Hacker spähen Firmengeheimnisse aus – oder legen mit gigantischen Datenmengen selbst Regierungsserver lahm
Seitdem das Internet den Kinderschuhen entwachsen ist, geht das Gespenst von der „Cyberkriminalität“ um. Die Angst vor Super-Hackern, die binnen 48 Stunden ganze Länder lahm legen können, gehört zu den Gründungslegenden des „Cyberwar“. Angriffe auf kritische Infrastrukturen wie Stromerzeuger, Verkehrsinfrastrukturen oder das Gesundheitswesen könnten das Leben vieler Menschen gefährden.
Seit Jahren reden Experten von „gigantischen Dunkelziffern“. Hierfür gibt es mehrere Gründe: Schadprogramme wirken unbemerkt auf den Rechnern ihrer Opfer.
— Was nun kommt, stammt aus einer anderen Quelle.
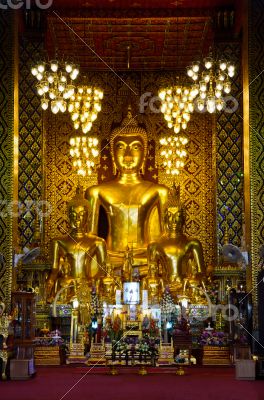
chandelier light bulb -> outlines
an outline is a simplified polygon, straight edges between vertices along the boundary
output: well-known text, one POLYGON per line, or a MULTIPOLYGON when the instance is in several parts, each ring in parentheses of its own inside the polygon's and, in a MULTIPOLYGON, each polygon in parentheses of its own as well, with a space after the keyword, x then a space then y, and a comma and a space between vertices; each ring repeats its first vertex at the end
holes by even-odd
POLYGON ((57 114, 59 112, 59 106, 56 100, 52 100, 51 102, 51 111, 53 112, 53 114, 57 114))
POLYGON ((159 96, 160 100, 164 101, 164 100, 165 100, 165 97, 166 97, 166 92, 165 92, 165 90, 160 91, 160 92, 158 93, 158 96, 159 96))
POLYGON ((206 84, 205 81, 200 81, 200 90, 201 90, 202 92, 206 92, 206 90, 207 90, 207 84, 206 84))
POLYGON ((203 111, 204 110, 204 100, 202 98, 198 98, 197 99, 197 108, 199 111, 203 111))
POLYGON ((223 108, 224 108, 224 105, 225 105, 225 103, 224 103, 224 101, 222 99, 217 99, 215 104, 216 104, 216 109, 218 111, 222 111, 223 108))
POLYGON ((37 74, 38 74, 38 69, 37 69, 36 67, 32 67, 32 68, 31 68, 31 73, 32 73, 33 76, 37 76, 37 74))
POLYGON ((55 74, 54 73, 50 72, 50 73, 47 74, 47 81, 49 83, 53 83, 54 82, 54 78, 55 78, 55 74))
POLYGON ((193 62, 192 63, 192 70, 193 72, 197 73, 200 69, 200 63, 199 61, 193 62))
POLYGON ((231 92, 231 83, 230 82, 224 83, 224 92, 227 94, 231 92))
POLYGON ((38 81, 41 81, 41 79, 43 79, 43 75, 40 72, 38 72, 36 78, 38 81))
POLYGON ((57 71, 58 71, 58 68, 59 68, 59 63, 58 63, 58 61, 52 60, 52 61, 50 62, 50 69, 51 69, 51 71, 52 71, 52 72, 57 72, 57 71))
POLYGON ((225 70, 226 70, 226 67, 227 67, 226 60, 220 60, 220 61, 219 61, 219 68, 220 68, 222 71, 225 71, 225 70))
POLYGON ((42 96, 44 94, 44 90, 43 90, 41 84, 37 85, 37 93, 38 93, 39 96, 42 96))
POLYGON ((204 58, 204 66, 206 69, 212 68, 214 60, 212 57, 205 57, 204 58))
POLYGON ((228 76, 230 77, 230 78, 233 78, 234 76, 235 76, 235 71, 234 70, 230 70, 230 71, 228 71, 228 76))
POLYGON ((224 81, 225 78, 226 78, 226 73, 223 72, 223 71, 219 71, 218 79, 219 79, 220 81, 224 81))
POLYGON ((212 114, 215 112, 215 98, 214 96, 208 96, 206 101, 207 111, 212 114))
POLYGON ((37 70, 42 74, 45 71, 45 63, 40 62, 37 66, 37 70))
POLYGON ((48 109, 49 100, 48 99, 41 99, 41 108, 45 111, 48 109))
POLYGON ((73 68, 73 66, 72 66, 71 63, 69 63, 69 62, 66 62, 66 63, 65 63, 65 71, 66 71, 68 74, 70 74, 70 73, 72 72, 72 68, 73 68))
POLYGON ((61 112, 65 112, 67 110, 67 103, 65 100, 63 99, 60 100, 59 109, 61 112))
Ihnen fehlt oftmals die Expertise, um überhaupt zu bemerken, dass etwas mit ihrem Rechner nicht stimmt. Außerdem gibt es weder auf Bundes-, noch auf EU-Ebene Behörden, die einschlägige Daten bei Unternehmen und Behörden sammeln und Statistiken erstellen. Schließlich werden Erkenntnisse, soweit es sie denn gibt, von Behörden, aber auch von Unternehmen zurückgehalten. Sicherheit durch Verschweigen – nennen Sicherheitsexperten diese Strategie.
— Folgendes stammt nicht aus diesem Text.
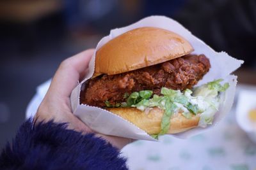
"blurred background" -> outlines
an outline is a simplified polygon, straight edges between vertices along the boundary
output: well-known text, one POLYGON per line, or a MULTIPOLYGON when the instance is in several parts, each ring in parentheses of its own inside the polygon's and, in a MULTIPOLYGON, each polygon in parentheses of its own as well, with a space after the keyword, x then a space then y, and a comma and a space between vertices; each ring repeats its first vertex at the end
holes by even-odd
POLYGON ((244 60, 239 82, 256 85, 255 9, 255 0, 1 1, 0 148, 61 60, 147 16, 172 17, 215 50, 244 60))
Bis vor wenigen Jahren drehte sich die Diskussion vor allem um die Gefahr, dass Terroristen kritische Infrastrukturen gezielt attackieren könnten. Tatsächlich sind es jedoch Staaten, die in diesem Gebiet auffällig wurden. Das bekannteste Beispiel ist die mutmaßliche Erfolgsstory der chinesischen Trojaner. So genannte Trojanische Pferde erlauschen Passwörter oder ermöglichen die komplette Fernsteuerung des gegnerischen PCs. Noch schlimmer: Die einmal gekaperten Rechner können zu Netzwerken zusammengeschaltet werden, die dann mit geballter Rechenkraft Websites von Unternehmen und Behörden mit einer Masse von Anfragen lahm legen können. Beliebt ist diese Methode vor allem bei Erpressern: Sie melden Unternehmen eine Attacke und bieten gegen großzügige „Entschädigung“ einen Angriffsverzicht an.
Trojaner im Anmarsch
Im Frühjahr 2007 drang erstmals ein chinesischer Trojaner per E-Mail bis ins Bundeskanzleramt vor. Wochenlang herrschte dort Alarm. Wo waren weitere E-Mails aufgetaucht? Waren wertvolle Informationen bereits abgeflossen? Experten des Bundesamts für Sicherheit in der Informationstechnik (BSI) prüften das Netz auf Herz und Nieren. Ergebnisse der Aktion sind bis heute der Öffentlichkeit nicht bekannt. Allein die Tatsache, dass es den chinesischen Trojaner gab, verdankt die Öffentlichkeit dem „Spiegel“, der sie in seiner Titelgeschichte über China erwähnte. Während der Aktion selbst hatte das BSI vom Bundesinnenministerium einen Maulkorb verhängt bekommen.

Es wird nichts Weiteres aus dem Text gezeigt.